Random Xid 61 and Xorg lock-up

Nvidia can you please pull you finger out on this? How can you expect anyone to buy £1000 cards ever again when they crash their machine every few days?

It was less common for a while but I’ve had it twice in a few days. Currently on 440.82. Most recently shortly after log-in with just Firefox and VSCode open.

Apr 21 11:44:37 shinpan kernel: [ 1192.754783] NVRM: Xid (PCI:0000:0a:00): 61, pid=1843, 0cec(3098) 00000000 00000000
Apr 21 11:44:37 shinpan kernel: [ 1192.754779] NVRM: GPU Board Serial Number: 
Apr 21 11:44:37 shinpan kernel: [ 1192.754776] NVRM: GPU at PCI:0000:0a:00: GPU-5a995746-9836-2529-7692-2a9d80e4fb6c

@tarithil

Thank you for your suggestion. I tried it and unfortunately, I experienced another crash today.

Hi All,

Apologize for the slow response.
Please allow us some more time as I do not have setup (X570 + RTX GPU) handy and due to lock-down, I am not able to configure it.
As soon as lockdown is over, I will prepare setup and attempt for repro.
We checked logs from few users but not observed any information which points to root cause and we need local repro to take it further.

@admin8cqme did you try the following parameter instead?

rcutree.rcu_idle_gp_delay=1

Im using archlinux 5.6.6-arch1-1
nvidia card is gtx 1660
ryzen 5 2600

And I added this parameter to my other linux distributions in grub so to see how it goes.

The other thing that I’m testing is ubuntu 20.04 LTS but with no parameter at grub, so to see if they have fixed it on this new ubuntu distro.

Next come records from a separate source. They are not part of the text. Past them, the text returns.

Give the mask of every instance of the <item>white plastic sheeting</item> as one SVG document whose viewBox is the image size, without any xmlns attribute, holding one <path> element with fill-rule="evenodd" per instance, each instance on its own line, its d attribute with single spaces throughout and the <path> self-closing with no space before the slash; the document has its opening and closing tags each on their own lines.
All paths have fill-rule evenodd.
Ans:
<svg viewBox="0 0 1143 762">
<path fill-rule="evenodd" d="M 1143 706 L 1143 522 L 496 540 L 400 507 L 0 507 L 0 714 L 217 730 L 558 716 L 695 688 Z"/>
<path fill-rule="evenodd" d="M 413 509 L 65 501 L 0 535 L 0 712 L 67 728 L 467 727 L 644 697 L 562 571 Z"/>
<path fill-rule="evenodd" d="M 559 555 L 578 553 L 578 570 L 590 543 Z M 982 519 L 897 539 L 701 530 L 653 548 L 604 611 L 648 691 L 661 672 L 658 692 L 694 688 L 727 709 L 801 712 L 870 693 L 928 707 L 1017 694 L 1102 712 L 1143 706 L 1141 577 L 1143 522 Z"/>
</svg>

Just want to report that I experienced another crash with @tarithil’s suggestion of using grub parameter:

pcie_aspm=off

I have noticed that probably 90% of the time that it crashes, I am on youtube on chrome, either starting a video, ending a video, or trying to scrub through a video.

My chrome configuration:

/usr/bin/gnome-www-browser --flag-switches-begin --enable-gpu-rasterization --enable-webgl-draft-extensions --enable-webgl2-compute-context --flag-switches-end --disable-webrtc-apm-in-audio-service

I went through a period of systematically experimenting with different chrome GPU configurations at one point (turning all off and turning each one on, one at a time), but no single variable made a difference (and some just seemed to hurt performance).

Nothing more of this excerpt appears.